Der letzte Schlag VIII

Vorwort

Muss es nach dem Rücktritt meiner Leistungssportkarriere ein Buch sein? Musste es natürlich nicht, nie wäre mir dieser Gedanke in den Sinn gekommen. Dann jedoch ermunterten mich Menschen aus meinem Umfeld, dass meine sportliche Laufbahn es aus verschiedenen Gründen möglicherweise verdient habe, niedergeschrieben zu werden. Gerade die Agentur, die mich verritt, Katja und René Kindermann von Sender und Empfänger, sprachen mich wiederholt darauf an. Nicht etwa, um all meine Erfolge Seite für Seite detailliert nachzuerzählen. Dafür gibt es schon genug Zeitungsartikel und meinen Wikipedia-Eintrag. Nein, diejenigen, die mich kennen, waren der Meinung, dass es andere Menschen – gleich ob Hobby- oder Leistungssportler oder gar Menschen, die mit Sport nicht allzu viel am Hut haben – interessieren könnte, wie ich meinen Weg gegangen bin. Ja, dachte ich mir: Urkunden, Pokale und Medaillen sind großartig. Sie sind schließlich einer der Gründe, warum sich Athleten für den Leistungssport entscheiden.

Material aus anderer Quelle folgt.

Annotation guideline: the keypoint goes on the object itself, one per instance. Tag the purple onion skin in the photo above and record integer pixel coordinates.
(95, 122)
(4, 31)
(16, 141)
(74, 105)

Aber sie machen eben nur einen Grund aus. Über die anderen Gründe möchte ich in diesem Buch erzählen, denn sie reichen in viele Bereiche unserer Gesellschaft hinein. Ich möchte meinen Weg zum Erfolg schildern, der nicht einem Geniestreich geschuldet ist, sondern harter Arbeit und der Einstellung, sich nie unterkriegen zu lassen. Ich musste viele kleine Schritte gehen, um den Erfolg zu erreichen. Und ich möchte über das sprechen, was mich der Sport gelehrt und welche Werte er mir vermittelt hat.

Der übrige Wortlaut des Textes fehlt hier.